In the last twenty months I haven’t felt human.

Since leaving the U.S, I feel more alive than I have felt in all the months before it. So, through my depression, I’ve been trying to grasp onto some sense of life again. The last few months, I’ve felt a lot of shame about my situation, which makes sense. Money wounds, immigration wounds. All of this has made me shut down. I have become a bad organizer, a friend who struggles with communication. Despite punishing myself in small and big ways, for not having it all figured out, for not having a savings account despite working since I was 14 years old, I’ve had to move gently towards myself because negative self-talk is a dangerous slippery slope.

After the last full moon, I was able to step back and see myself more objectively. I realized leaving the U.S was also an invitation to lean towards life again. I knew I was craving to restore myself so that I could hold on tighter, work harder, be more present again… but it wasn’t happening as fast as I’d like it to, so I was growing resentful of my circumstances. Over the last few months, with a spiritual diligence of being grateful for what I have, I have slowly transformed into someone less bitter, more flexible. I have given myself space to grieve and recuperate my heart and soul. This has been miraculous.

In the last twenty months, there were times when I felt my grip loosening against life. Watching a genocide unfold while people you once admired become genocide apologists, as children are blown apart, buildings shatter, and multiple worlds collapse. My heart has been hurting for Lebanon, Palestine… Iran. It’s been astonishing, to say the least, to see this rapid manufacturing of consent. Of people being murdered while they are waiting for aid. Absolute hell.

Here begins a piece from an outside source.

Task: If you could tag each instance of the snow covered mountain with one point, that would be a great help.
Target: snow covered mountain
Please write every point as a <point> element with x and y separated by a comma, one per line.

The way we maneuver truth, the way we like to pretend there aren’t facts that we are contending with, has broken my heart. It’s made me feel hopeless. I haven’t known what to do. What do you do with frustration and feelings of betrayal from the world? How do we process all this grief?

In Regarding The Pain of Others, Susan Sontag writes, “For a long time some people believed that if the horror could be made vivid enough, most people would finally take in the outrageousness, the insanity of war.” Of course, this isn’t true, but I wonder every day, what is the breaking point?